Cuando creíamos cándidamente que éramos más o menos solventes y que jugábamos en la primera división de los países desarrollados, algunas cosas pasaban desapercibidas o no les dábamos suficiente importancia.
El sector asociativo, de las entidades sociales y del voluntariado llegó a vivir un momento de expansión. Eso fue muy bueno y generó confianza -absolutamente merecida- hacia este tipo de organizaciones.
Pero cuando empezaron a flaquear los fondos públicos y privados que sostenían en gran parte estas iniciativas, algunos aspectos menos épicos de sus modus operandi asomaron la cabecita.
Me preocupa, por ejemplo, el poder de las personas con transtornos leves de personalidad que ostentan cargos de responsabilidad. Y digo leves porque los graves-graves suelen ser evidentes y detectarse a tiempo.
Sin embargo, los jefes, coordinadores o responsables que padecen obsesiones, delirios de grandeza, percepción distorsionada de la realidad… o simplemente ataques profundos de envidia cochina, muchas veces continúan aferrados a su puesto, ejerciendo un poder despótico y errático.

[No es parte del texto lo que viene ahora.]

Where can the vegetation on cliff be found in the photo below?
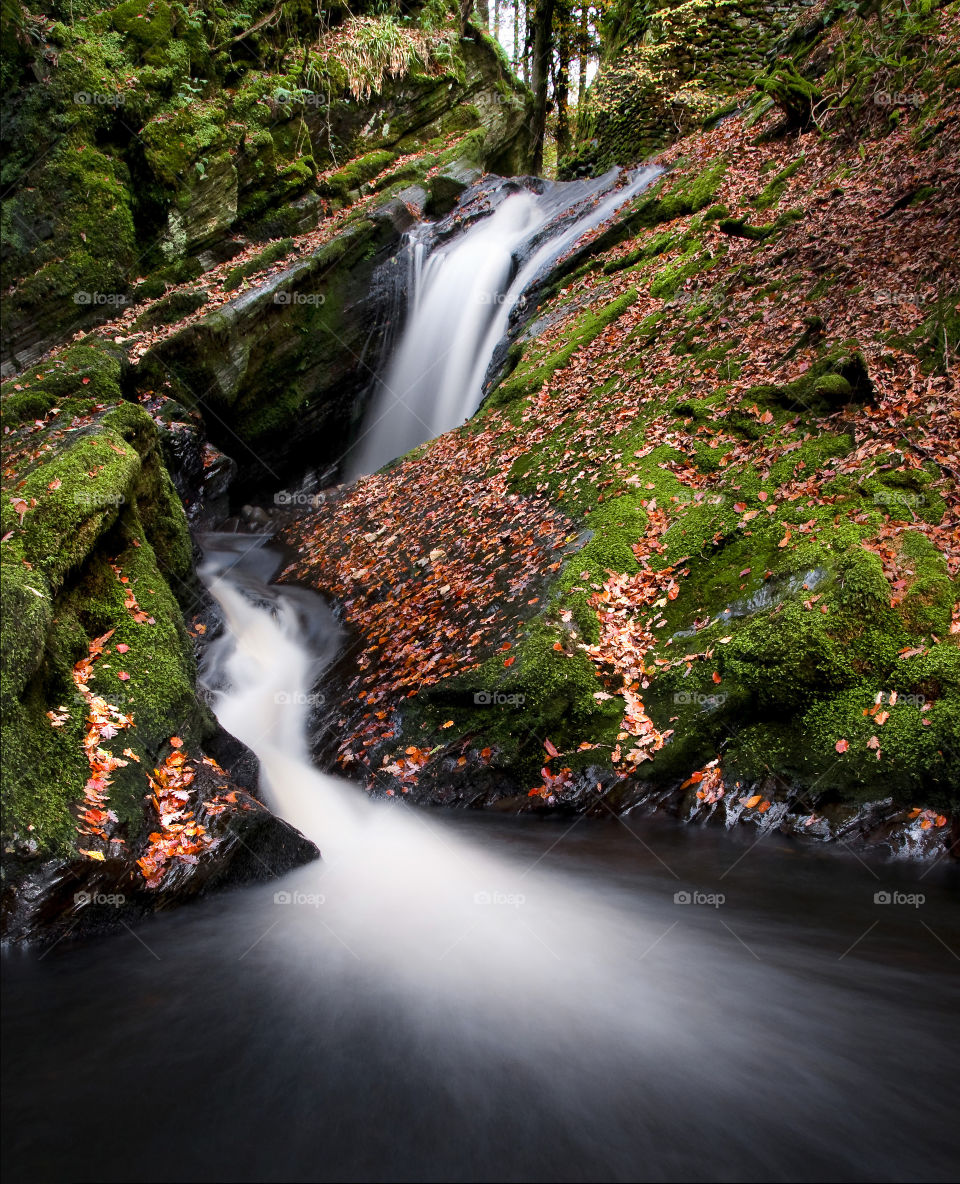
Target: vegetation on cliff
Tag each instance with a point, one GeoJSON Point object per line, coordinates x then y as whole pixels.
{"type": "Point", "coordinates": [740, 429]}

Eso ya pasaba antes, ciertamente, pero no estaba tensionado por la situación de escasísimos recursos que sufrimos ahora.
Cuando deberíamos contar con el mejor liderazgo, para enfrentarnos con lucidez y valentía a los nuevos retos, a veces no encontramos la manera de alimentarlo, atrapados en paranoias que otros crearon y no tuvimos el valor de desmontar en su momento.
El bienestar también tapaba nuestras pobres limitaciones.